Mining the Deep Web

"Searching on the Internet today can be compared to dragging a net across the surface of the ocean", said Michael Bergman in a study back in 2000.

Nearly a decade later, some estimates show that up to 500 times more online information remains hidden below the shallow nets cast by the general search engines. There's a wealth of information that is deep and therefore missed, unless you know how to go after it.

What are these information resources?

  • Dynamic content: dynamic pages returned in response to a submitted query or accessed only through a form. Examples include the massive databases of the Securities and Exchange Commission and the Patent and Trademark Office.
  • Unlinked content: pages which are not linked to by other pages, which may prevent web crawling programs from accessing their content.
  • Contextual Web: pages with content varying by different access contexts (e.g., ranges of client IP addresses or previous navigation sequence).  This includes sites that will adjust content and even language based on your inferred location.
  • Volatile Web: pages with content varying with time.  This includes most news sources as well as millions of blogs.
  • Private Web: sites that require registration and login (password-protected resources).  This includes many directories and association databases, often with access further limited by technical means.
  • Limited access content: sites that limit access to their pages in a technical way, e.g., behind a proxy server, using the Robots Exclusion Standard, CAPTCHAs, or pragma: no-cache HTTP headers which prohibit search engines from browsing them and creating cached copies.
  • Scripted content: pages that are only accessible through links produced by JavaScript as well as content dynamically downloaded from Web servers via Flash or AJAX web applications.
  • Non-HTML/text content: textual content encoded in multimedia (image or video) files or specific file formats not handled by search engines.
  • Non-HTTP protocols: such as files served via FTP. For example, the roughly 200GB data of (just) the 2000 Census at the U.S. Census Bureau.
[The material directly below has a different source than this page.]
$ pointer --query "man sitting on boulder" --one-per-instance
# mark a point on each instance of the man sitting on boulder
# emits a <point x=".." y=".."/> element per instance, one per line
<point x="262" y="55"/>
General search engines such as Google face a challenge to their coverage posed by the increasingly dynamic content of the Deep Web.  Their strategy is essentially inverted; when earlier they could expoit the power of muliple links directing them to essentially static and visible content, now they have essentially a single gateway to highly variable content.  When previously they could become good at deriving answers from the data, now they must become good at asking questions to derive the data.*

It's like the truism that the more you know, the more you can ask—a spiraling task for those who would seek information in general.

On the other hand, a harbinger of increasing opportunity for those whose aim is focused research and targeted information.



*Until the game evolves to a higher level of semantic exchange, but that's another post for another day.